Ted Zadouri will present his General Exam "Hardware-Efficient Attention for Inference" on Friday, June 6, 2025 at 1:00 PM via Zoom.

 

Zoom link: https://princeton.zoom.us/j/94965926485

 

Committee Members: Tri Dao (advisor), Kai Li, Chi Jin

 

Abstract:

In light of test-time compute, inference efficiency drives progress in AI, demanding a greater emphasis on inference-aware architectures. The sequential nature of decoding limits parallelism. For large batches and long contexts, the key value cache often bottlenecks decoding as it consumes scarce GPU memory, and each decoding step must load the large cache from HBM. Fetching this cache dominates latency relative to the small matrix-vector computation per decoding step, causing prolonged low GPU utilization. This bottleneck hinders a wide range of use cases, including latency-sensitive requests, multi-step reasoning agents, long-context video models, and test-time compute scaling.

 

This work redesigns attention through the lens of arithmetic intensity to shrink the KV cache size, thereby accelerating decoding without sacrificing quality or distributed scalability. We first propose Grouped-Tied Attention (GTA), a simple variant that combines and reuses key and value states, reducing memory transfer while preserving accuracy. We then introduce Grouped Latent Attention (GLA), a parallel-friendly latent attention paired with low-level optimizations for fast decoding at full quality. Experiments show that GTA matches Grouped-Query Attention (GQA) quality while using roughly half the KV cache and that GLA matches Multi-head Latent Attention (MLA) and is easier to shard. Our optimized GLA kernel is up to 2x faster than FlashMLA, e.g., in a speculative decoding setting where the query length exceeds one.

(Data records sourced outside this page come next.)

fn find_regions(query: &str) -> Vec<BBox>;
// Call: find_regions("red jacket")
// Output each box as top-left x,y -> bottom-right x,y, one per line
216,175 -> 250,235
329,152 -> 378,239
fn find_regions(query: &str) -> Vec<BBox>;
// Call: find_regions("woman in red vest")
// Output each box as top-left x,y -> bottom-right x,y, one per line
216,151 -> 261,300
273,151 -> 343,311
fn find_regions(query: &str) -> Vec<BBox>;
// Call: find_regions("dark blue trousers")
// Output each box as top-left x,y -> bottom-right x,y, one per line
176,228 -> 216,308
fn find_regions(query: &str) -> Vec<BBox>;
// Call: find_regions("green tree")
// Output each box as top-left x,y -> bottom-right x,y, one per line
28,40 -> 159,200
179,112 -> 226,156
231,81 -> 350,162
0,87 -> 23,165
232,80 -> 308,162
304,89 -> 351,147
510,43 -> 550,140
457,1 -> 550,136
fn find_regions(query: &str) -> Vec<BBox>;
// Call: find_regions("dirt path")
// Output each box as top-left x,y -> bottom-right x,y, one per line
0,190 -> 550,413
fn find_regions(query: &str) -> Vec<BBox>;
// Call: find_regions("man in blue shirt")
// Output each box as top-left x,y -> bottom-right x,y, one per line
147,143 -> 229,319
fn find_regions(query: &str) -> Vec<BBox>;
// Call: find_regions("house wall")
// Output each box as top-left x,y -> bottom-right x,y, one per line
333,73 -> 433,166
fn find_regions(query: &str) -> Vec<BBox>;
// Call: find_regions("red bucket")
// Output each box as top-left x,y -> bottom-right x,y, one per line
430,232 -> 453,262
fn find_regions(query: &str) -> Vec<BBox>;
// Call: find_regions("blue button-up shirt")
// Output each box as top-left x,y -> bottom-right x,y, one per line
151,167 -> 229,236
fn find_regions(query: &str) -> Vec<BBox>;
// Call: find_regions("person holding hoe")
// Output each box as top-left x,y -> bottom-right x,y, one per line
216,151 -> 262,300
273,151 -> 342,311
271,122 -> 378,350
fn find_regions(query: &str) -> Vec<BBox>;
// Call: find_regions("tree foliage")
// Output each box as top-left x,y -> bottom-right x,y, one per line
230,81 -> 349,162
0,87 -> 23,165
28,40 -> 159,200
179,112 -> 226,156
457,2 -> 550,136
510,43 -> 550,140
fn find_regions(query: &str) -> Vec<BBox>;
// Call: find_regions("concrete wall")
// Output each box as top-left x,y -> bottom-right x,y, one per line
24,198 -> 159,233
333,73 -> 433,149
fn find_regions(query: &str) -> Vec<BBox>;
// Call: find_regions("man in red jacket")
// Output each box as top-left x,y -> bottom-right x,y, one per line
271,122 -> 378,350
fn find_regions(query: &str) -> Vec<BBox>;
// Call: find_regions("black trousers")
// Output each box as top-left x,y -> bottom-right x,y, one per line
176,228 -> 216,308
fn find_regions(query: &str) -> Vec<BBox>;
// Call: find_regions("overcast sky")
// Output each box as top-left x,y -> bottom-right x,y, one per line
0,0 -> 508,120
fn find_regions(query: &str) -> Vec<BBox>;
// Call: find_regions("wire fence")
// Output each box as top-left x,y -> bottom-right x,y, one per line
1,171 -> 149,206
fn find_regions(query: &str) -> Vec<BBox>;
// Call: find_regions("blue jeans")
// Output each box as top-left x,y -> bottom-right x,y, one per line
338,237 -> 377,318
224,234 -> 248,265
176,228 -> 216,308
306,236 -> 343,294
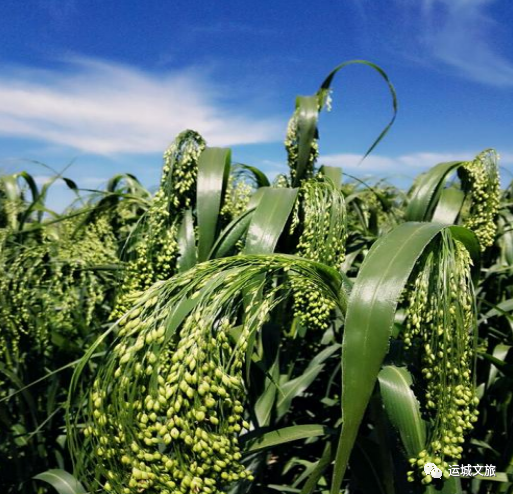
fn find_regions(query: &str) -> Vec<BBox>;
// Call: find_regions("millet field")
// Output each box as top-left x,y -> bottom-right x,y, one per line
0,61 -> 513,494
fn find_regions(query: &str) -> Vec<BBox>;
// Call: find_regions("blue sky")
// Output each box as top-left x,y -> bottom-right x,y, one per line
0,0 -> 513,208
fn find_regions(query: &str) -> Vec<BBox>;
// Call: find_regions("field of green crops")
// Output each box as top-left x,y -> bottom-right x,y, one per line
0,62 -> 513,494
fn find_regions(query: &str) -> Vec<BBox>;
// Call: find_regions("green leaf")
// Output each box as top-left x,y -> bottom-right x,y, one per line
248,425 -> 328,451
244,188 -> 298,254
378,365 -> 426,458
317,60 -> 398,159
196,148 -> 231,262
34,469 -> 87,494
178,209 -> 197,272
331,222 -> 479,494
276,343 -> 340,419
234,163 -> 271,187
433,188 -> 465,224
209,209 -> 255,259
254,352 -> 280,427
406,161 -> 462,221
276,365 -> 324,419
319,165 -> 342,187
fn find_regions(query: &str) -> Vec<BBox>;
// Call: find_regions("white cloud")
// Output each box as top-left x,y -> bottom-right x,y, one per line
414,0 -> 513,86
0,59 -> 283,154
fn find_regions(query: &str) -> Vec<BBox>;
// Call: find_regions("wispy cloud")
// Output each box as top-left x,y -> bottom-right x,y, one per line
0,59 -> 283,154
319,151 -> 513,176
412,0 -> 513,87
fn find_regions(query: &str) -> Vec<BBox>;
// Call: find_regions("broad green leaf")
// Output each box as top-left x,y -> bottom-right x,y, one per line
244,188 -> 298,254
196,147 -> 231,262
208,209 -> 255,259
432,188 -> 465,224
234,163 -> 271,187
378,365 -> 426,458
276,365 -> 324,419
276,343 -> 340,419
243,425 -> 328,451
331,222 -> 479,494
319,165 -> 342,187
406,161 -> 462,221
34,469 -> 87,494
178,209 -> 197,272
317,60 -> 398,159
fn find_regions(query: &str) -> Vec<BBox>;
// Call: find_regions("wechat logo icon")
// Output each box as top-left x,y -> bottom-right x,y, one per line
424,463 -> 442,479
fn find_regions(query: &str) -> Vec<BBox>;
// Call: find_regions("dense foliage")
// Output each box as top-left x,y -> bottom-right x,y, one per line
0,61 -> 513,494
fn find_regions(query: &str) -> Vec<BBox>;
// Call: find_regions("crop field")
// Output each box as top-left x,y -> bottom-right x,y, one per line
0,61 -> 513,494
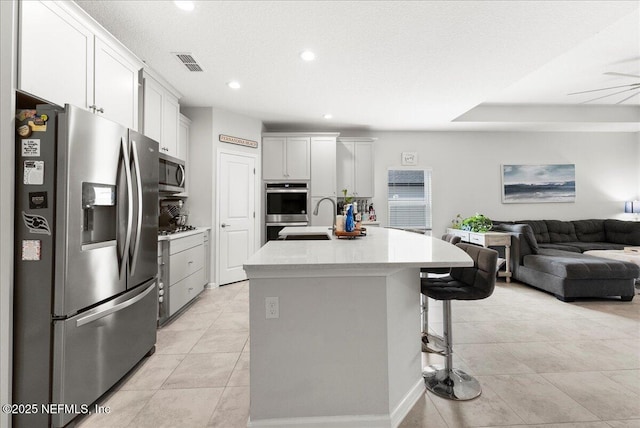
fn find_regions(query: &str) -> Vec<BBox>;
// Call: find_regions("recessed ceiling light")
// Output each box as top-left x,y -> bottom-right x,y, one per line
173,0 -> 195,12
300,51 -> 316,61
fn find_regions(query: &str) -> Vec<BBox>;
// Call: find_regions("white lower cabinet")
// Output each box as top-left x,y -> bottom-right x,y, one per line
158,231 -> 208,324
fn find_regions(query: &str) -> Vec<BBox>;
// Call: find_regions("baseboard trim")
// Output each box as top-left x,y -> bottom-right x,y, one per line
247,378 -> 425,428
391,376 -> 426,428
247,415 -> 391,428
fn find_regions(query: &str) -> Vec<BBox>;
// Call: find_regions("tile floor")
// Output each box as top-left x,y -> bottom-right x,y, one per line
79,282 -> 640,428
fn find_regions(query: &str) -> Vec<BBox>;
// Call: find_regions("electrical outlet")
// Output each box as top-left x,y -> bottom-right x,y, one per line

Additionally, loading a smaller KV cache per device further reduces latency and boosts throughput in online serving benchmarks.

 

Reading List:

https://docs.google.com/document/d/1aNdCzisnXfuicP_7-sqVECLbILa55uwhWha3oXPuGoM/edit?usp=sharing

Everyone is invited to attend the talk, and those facultywishing to remain for the oral exam following are welcome to do so.